Paralyzed in the skincare aisle of CVS: I stare hard at the
face creams, as if looking at them long enough will reveal a secret, a youth
dew, an elixir to erase 20 years from my face.
I used to buy expensive creams. I believed
the more I spent on potions with Shea butter and aloe and wheat germ oil and
jojoba, the better my chances of turning back the clock. But I couldn’t afford $90
an ounce. Then I started reading labels and saw that most face creams contain
the same stuff.
I also remembered something I once heard: that motor oil offers the same benefits as face
cream. And I thought of my
mother, whose skin was practically lineless until the day she died (smoking and
drinking and lung cancer be damned), and who, for as long as I could remember,
gave herself Crisco facials and walked around the house glistening in vegetable
grease.
I was a teenager in southern California in the late 1970s,
where baking in the sun and wearing little more than Bain de Soleil was just
what you did. No one knew from skin cancer or premature wrinkling or SPF,
except Mrs. Crisco Face, and who listened to parents anyway.

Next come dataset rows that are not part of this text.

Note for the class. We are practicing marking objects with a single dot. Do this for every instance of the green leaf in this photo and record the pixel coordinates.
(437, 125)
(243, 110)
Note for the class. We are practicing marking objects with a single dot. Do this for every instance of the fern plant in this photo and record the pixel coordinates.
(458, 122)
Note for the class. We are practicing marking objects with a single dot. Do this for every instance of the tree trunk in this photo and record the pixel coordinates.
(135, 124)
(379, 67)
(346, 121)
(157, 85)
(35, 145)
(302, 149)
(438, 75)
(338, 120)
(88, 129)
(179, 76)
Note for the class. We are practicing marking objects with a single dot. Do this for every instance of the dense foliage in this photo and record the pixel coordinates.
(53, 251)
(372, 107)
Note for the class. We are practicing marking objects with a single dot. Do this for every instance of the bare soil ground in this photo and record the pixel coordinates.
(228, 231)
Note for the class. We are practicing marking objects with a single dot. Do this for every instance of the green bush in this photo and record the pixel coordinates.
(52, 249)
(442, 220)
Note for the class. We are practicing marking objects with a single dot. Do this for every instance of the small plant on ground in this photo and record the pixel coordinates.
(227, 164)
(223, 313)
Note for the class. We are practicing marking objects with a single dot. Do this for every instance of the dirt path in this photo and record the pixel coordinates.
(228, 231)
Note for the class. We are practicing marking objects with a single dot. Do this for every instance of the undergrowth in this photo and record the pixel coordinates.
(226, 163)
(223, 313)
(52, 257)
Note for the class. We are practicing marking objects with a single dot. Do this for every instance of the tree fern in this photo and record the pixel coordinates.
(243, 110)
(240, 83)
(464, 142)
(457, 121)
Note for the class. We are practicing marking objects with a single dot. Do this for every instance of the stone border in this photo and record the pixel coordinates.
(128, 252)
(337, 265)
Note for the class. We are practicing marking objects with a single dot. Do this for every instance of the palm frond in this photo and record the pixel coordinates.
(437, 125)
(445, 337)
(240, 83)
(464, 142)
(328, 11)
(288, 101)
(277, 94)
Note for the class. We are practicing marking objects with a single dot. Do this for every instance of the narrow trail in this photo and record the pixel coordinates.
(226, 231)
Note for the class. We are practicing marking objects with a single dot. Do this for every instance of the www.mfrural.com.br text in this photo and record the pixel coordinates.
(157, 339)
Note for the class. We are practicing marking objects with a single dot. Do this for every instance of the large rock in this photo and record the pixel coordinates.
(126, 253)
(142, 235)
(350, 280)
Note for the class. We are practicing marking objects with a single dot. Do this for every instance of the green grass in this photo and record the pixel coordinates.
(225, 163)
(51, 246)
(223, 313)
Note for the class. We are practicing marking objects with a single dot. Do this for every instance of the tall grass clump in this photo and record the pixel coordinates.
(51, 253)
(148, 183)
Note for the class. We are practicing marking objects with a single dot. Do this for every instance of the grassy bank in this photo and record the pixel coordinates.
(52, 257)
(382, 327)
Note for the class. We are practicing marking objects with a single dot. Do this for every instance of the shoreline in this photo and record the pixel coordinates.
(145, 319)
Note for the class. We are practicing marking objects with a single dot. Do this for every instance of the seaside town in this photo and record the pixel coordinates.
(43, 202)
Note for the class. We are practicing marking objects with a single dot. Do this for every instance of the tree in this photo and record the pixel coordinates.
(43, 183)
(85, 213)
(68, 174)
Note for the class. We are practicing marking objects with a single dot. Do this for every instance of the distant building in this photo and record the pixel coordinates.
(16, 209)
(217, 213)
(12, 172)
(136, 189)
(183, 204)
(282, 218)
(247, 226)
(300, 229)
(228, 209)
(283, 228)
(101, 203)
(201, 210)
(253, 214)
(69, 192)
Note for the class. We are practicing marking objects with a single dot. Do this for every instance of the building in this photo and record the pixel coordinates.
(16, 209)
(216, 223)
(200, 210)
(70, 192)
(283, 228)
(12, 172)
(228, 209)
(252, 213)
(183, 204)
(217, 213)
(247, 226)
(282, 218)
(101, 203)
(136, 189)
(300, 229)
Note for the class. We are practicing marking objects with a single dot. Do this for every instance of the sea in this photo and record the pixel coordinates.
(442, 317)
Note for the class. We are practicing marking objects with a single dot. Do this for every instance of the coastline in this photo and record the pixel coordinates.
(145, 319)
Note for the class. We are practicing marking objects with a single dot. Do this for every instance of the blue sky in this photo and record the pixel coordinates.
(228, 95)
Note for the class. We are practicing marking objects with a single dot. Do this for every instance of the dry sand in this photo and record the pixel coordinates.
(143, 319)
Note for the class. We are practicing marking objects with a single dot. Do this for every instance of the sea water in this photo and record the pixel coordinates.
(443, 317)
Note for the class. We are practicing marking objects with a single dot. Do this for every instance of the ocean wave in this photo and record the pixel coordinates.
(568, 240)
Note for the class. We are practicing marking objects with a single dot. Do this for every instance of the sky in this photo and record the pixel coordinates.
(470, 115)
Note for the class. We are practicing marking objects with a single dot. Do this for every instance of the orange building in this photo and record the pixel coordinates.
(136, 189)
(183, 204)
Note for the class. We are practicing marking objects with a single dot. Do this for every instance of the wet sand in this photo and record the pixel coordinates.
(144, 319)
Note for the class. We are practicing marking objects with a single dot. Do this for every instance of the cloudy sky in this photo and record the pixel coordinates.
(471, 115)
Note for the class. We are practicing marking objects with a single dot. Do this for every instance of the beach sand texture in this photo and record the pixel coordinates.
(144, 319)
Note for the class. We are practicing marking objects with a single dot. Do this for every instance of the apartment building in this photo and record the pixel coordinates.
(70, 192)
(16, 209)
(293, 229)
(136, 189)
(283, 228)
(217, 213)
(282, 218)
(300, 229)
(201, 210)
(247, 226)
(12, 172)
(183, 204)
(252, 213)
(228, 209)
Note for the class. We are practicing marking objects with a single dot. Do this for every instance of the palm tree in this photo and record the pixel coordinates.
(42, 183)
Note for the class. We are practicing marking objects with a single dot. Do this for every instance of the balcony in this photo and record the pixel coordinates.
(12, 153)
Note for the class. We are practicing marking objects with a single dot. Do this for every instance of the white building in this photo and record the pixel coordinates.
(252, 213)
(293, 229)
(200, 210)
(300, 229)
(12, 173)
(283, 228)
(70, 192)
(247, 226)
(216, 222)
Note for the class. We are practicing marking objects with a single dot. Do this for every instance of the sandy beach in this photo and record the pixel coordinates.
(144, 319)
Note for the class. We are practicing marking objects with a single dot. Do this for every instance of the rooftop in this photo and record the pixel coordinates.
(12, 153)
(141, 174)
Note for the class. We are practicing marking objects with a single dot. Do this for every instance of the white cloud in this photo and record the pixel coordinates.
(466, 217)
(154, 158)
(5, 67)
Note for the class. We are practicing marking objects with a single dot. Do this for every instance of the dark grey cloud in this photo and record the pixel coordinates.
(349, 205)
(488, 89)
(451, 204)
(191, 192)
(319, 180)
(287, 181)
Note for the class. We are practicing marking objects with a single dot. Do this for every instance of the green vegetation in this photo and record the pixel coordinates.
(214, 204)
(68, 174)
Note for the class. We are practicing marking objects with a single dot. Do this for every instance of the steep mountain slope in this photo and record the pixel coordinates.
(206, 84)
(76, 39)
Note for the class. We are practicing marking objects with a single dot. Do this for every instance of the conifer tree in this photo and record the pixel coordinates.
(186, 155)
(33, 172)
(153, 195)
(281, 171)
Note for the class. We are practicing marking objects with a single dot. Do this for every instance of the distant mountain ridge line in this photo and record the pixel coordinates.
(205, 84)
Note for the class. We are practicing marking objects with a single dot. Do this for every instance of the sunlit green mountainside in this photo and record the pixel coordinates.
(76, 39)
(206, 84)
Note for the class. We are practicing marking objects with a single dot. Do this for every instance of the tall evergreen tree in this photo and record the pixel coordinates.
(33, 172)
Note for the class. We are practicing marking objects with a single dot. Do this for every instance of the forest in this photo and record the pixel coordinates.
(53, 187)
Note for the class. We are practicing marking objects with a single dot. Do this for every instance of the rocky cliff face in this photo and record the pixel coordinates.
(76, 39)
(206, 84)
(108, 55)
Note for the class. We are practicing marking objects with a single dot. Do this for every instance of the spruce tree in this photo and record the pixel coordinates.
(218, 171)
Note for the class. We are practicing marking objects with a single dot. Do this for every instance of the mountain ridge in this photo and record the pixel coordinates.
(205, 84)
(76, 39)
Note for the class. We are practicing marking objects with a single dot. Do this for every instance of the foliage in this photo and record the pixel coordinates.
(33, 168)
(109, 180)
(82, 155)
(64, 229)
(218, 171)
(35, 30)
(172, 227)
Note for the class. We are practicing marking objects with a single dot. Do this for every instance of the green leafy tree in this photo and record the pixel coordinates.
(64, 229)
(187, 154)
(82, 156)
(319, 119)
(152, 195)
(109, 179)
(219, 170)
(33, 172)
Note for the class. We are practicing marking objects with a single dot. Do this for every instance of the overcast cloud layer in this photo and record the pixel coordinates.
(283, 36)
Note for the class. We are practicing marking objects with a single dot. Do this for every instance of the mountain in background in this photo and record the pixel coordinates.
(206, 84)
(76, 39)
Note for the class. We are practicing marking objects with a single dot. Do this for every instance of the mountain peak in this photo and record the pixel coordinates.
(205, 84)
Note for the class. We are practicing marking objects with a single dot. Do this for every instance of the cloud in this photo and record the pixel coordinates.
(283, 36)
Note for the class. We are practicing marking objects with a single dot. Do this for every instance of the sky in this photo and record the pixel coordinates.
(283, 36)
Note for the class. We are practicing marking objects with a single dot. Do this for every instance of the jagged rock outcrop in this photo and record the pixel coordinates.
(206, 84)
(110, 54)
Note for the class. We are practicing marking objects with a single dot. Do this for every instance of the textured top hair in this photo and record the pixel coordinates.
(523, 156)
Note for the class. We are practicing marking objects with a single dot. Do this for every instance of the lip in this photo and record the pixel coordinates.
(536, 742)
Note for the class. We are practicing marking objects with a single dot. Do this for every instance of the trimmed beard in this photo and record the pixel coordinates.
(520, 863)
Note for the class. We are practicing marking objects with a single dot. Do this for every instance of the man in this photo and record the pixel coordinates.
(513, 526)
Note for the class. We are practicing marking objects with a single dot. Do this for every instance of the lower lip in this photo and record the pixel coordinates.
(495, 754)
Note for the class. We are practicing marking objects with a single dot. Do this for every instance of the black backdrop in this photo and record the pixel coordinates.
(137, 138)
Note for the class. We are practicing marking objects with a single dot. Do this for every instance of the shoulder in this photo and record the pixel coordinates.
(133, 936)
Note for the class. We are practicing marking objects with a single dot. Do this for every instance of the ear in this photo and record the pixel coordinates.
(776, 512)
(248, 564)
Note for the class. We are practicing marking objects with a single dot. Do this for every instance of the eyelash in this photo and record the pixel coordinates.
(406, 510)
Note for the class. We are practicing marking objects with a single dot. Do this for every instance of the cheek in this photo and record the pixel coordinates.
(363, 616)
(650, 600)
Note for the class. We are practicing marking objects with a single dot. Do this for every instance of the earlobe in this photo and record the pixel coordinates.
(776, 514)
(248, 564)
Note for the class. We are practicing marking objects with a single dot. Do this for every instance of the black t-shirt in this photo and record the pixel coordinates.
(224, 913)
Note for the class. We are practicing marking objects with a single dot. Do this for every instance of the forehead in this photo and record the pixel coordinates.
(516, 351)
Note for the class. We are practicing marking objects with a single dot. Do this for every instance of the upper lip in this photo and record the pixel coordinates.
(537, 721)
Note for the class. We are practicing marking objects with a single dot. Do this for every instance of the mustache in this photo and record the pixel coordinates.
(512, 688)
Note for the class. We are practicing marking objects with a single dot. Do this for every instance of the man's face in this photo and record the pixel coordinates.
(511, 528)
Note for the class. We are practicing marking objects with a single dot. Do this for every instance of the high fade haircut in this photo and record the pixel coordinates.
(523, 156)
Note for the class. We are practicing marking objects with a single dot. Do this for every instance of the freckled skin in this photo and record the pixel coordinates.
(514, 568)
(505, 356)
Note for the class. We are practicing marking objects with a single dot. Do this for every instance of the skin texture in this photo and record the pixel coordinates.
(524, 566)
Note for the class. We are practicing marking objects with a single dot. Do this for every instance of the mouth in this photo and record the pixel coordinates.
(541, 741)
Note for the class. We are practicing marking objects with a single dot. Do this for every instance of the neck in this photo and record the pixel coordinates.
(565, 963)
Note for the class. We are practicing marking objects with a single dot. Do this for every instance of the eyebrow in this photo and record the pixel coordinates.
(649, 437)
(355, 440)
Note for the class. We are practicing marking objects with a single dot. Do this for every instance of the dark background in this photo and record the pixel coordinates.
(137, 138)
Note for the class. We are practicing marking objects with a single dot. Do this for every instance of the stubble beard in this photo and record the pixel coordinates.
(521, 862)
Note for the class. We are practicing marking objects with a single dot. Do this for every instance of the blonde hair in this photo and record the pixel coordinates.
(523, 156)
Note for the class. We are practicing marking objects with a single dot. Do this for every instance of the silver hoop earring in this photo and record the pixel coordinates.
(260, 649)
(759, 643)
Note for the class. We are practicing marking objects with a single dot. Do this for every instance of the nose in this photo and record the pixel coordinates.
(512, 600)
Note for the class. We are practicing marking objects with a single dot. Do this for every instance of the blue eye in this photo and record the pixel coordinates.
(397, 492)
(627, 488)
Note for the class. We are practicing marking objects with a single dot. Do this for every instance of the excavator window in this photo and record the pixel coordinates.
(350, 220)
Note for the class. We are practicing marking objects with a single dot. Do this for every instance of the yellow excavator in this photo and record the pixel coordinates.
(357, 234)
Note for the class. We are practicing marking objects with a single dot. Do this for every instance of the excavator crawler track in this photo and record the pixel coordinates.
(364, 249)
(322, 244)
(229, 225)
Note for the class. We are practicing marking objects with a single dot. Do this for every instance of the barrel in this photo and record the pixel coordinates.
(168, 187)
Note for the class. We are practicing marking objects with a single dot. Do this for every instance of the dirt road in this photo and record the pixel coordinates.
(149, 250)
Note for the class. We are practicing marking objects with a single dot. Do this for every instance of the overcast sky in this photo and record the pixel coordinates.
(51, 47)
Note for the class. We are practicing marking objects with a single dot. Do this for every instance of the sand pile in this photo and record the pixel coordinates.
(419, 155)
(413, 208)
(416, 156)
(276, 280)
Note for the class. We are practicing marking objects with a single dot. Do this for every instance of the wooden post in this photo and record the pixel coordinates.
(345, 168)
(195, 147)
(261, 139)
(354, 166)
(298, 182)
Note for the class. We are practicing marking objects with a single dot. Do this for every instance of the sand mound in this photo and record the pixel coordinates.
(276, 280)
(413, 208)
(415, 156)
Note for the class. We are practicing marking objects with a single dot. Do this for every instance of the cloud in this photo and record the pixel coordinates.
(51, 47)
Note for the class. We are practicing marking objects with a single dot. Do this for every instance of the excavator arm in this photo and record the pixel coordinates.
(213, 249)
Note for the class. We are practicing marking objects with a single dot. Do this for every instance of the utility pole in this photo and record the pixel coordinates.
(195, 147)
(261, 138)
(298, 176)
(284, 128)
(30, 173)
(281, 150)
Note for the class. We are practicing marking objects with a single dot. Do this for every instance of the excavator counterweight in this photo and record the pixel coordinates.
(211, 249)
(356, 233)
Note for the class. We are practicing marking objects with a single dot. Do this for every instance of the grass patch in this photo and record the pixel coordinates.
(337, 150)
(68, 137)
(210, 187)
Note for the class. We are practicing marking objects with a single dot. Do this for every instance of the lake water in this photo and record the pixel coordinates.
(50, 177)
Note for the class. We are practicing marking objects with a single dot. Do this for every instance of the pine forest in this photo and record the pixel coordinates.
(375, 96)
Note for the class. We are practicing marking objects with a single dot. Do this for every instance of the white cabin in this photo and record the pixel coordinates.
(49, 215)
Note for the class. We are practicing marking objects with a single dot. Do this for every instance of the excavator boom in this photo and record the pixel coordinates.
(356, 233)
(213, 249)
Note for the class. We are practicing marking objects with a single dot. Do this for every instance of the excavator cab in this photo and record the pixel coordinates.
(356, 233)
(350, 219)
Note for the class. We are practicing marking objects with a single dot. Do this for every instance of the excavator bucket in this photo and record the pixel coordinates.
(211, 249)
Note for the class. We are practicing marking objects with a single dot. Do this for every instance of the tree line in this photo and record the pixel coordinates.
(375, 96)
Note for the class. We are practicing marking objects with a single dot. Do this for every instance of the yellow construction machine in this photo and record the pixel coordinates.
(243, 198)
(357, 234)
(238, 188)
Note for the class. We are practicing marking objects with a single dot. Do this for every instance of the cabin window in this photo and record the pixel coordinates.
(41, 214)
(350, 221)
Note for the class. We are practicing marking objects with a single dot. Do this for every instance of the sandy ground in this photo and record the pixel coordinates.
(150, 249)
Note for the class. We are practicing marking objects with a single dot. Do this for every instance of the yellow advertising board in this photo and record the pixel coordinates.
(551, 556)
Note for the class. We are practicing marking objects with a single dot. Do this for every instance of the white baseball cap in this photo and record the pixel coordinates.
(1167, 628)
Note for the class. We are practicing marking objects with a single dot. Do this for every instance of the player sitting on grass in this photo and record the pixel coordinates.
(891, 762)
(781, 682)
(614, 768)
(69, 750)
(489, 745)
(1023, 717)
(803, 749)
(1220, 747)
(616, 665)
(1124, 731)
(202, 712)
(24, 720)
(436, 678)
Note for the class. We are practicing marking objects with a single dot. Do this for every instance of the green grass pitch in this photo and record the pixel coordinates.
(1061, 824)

My skin is soft, but after a walk in 22-degrees, it feels like sandpaper. Plus, the powder
foundation I wear makes my wrinkles look like cracks in the sidewalk. The other night, while removing eye makeup, a pinch
of skin stayed pinched and pushed to one side long after I’d let go.
Now I’m a skin-cream maven, slathering products all over my
face at every opportunity, like over-watering a parched and dying houseplant. The truth is, aside from Botox, nothing is going to give me the tight,
lineless skin of a 20- or 30-year-old, because I’m not 20 or 30 years old.
And yet, away from a mirror, I sometimes forget that I am the age I am. When I
am swimming or hiking, feeling fit and energized, I forget that
my face reveals my age.
When I do remember, I try to look kindly, even lovingly,
upon my aging face, with its wrinkles and puffs and sags; to see its lines as
imprints of my history; of strength and perseverance; sorrow and laughter; struggle
and triumph; of life vigorously lived.